Yukarıda yapılan açıklamalar, toplanan deliller ve yapılan yargılama ışığında somut olaya bakıldığında; dava konusu bononun imzasının inkar edilmediği ve unsurları itibariyle geçerli olduğu, bononun anlaşmaya aykırı olarak doldurulduğu yazılı olarak ispat edilemediği, olaya ilişkin İstanbul —– yapılmasına yer olmadığına karar verildiği, yukarıda açıklanan kambiyo senetlerinin niteliğine göre savın ispat edilemediği sonuç ve kanaati hasıl olmuştur. Öte yandan davalı tarafın tanık dinlenmesine muvafakat etmediği gibi davanın niteliği ve değerine göre iddianın tanık ile ispat edilmesi de mümkün görülmemiştir. Bunun üzerine davacı tarafın dava dilekçesinde yemin deliline de dayandığı görüldüğünden bu husus ve hak hatırlatılmış yemin teklif edildiğinin beyan edilmesi üzerine gerekli usulü işlemler yerine getirilerek davalıya usulüne uygun olarak yemin davetiyesi gönderilmiş ve davalı duruşmada iddiaya ilişkin soruları cevaplandırmak suretiyle yemini eda ve yeminde ısrar etmiştir. Binaenaleyh, 4721 Sayılı TMK’nin 6. ve 6100 Sayılı HMK’nın 190, 200, 225 vd. maddeleri gereğince ispatlanmayan davanın reddine karar verilmiştir.

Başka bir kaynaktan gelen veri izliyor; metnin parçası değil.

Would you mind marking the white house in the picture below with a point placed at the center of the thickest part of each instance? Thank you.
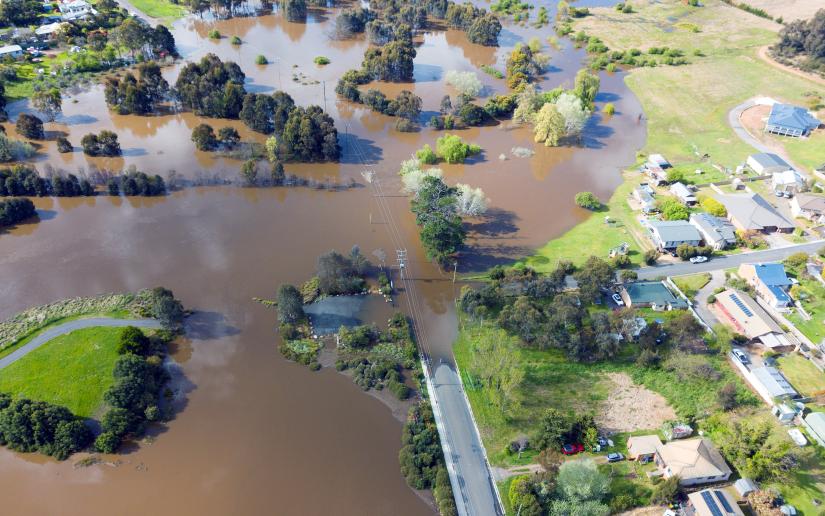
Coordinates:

6100 Sayılı HMK’nın 332/1 maddesine göre, 323. Maddesinde sayılan yargılama giderlerinden, 326/1. maddesine göre tamamen davacı taraf sorumlu tutulmuş ve 297/2 maddesi gereğince aşağıdaki şekilde hüküm ihdas edilmiştir.

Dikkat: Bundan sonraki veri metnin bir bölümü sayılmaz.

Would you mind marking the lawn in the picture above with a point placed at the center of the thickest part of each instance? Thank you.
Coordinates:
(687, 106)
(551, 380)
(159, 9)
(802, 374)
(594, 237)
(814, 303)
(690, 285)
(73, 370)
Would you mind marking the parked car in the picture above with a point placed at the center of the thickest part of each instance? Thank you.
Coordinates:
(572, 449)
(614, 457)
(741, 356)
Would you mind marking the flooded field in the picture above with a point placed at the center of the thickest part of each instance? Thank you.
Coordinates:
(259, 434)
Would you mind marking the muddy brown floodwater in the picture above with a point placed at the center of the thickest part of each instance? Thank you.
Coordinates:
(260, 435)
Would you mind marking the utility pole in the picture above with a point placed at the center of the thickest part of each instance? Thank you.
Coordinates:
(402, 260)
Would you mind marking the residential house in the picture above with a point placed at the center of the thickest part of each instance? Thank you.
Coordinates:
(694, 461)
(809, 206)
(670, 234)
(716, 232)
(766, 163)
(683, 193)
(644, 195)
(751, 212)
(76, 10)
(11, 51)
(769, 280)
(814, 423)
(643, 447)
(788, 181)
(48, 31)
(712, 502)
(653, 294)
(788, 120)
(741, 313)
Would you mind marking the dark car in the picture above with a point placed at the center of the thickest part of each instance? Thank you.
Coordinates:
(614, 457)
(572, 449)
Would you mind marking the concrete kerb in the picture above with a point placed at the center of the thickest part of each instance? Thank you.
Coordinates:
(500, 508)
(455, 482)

HÜKÜM :Gerekçesi yukarıda açıklandığı üzere;
1-)Davanın REDDİNE,
2-)Yapılan yargılama giderlerinin davacı üzerinde bırakılmasına,
3-)Harçlar Kanunu gereğince alınması gereken 59,30 TL karar ve ilam harcının peşin alınan (213,47 TL) harçtan mahsubuyla bakiye 154,17 TL peşin harcın karar kesinleştiğinde ve talep halinde davacıya iadesine,
4-)Davalı tarafından vekille temsil dışında yapılmış yargılama gideri bulunmadığından bu konuda karar verilmesine yer olmadığına,
5-)Davalı davada kendisini bir vekille temsil ettirdiğinden karar tarihinde yürürlükte bulunan —- 13/1 maddesi uyarınca 5.100,00 TL nispi/maktu vekalet ücretinin davacıdan alınarak davalıya verilmesine,
6-)6100 sayılı HMK’nın 333. maddesi gereğince hükmün kesinleşmesinden sonra kullanılmayan gider avansının yatıran tarafa iadesine, ( Bölge Adliye ve Adli Yargı İlk Derece Mahkemeleri İle Cumhuriyet Başsavcılıkları İdari ve Yazı İşleri Hizmetlerinın Yürütülmesine Dair Yönetmeliğin 207/1 maddesi gereğince Yazı İşleri Müdürü tarafından resen işlem yapılmasına,)
Dair, taraf vekillerinin ve davalı asilin yüzüne karşı ;6100 sayılı HMK’nın 341/1, 342, 343, 344 ve 345/1 maddeleri gereğince gerekçeli kararın tebliğinden itibaren iki hafta içinde mahkememize veya başka bir yer mahkemesine verilecek dilekçeyle; istinaf harç ve giderleri yatırılmak suretiyle İstanbul Bölge Adliye Mahkemesinde İstinaf Kanun yolu açık olmak üzere verilen karar açıkça okunup usulen anlatıldı.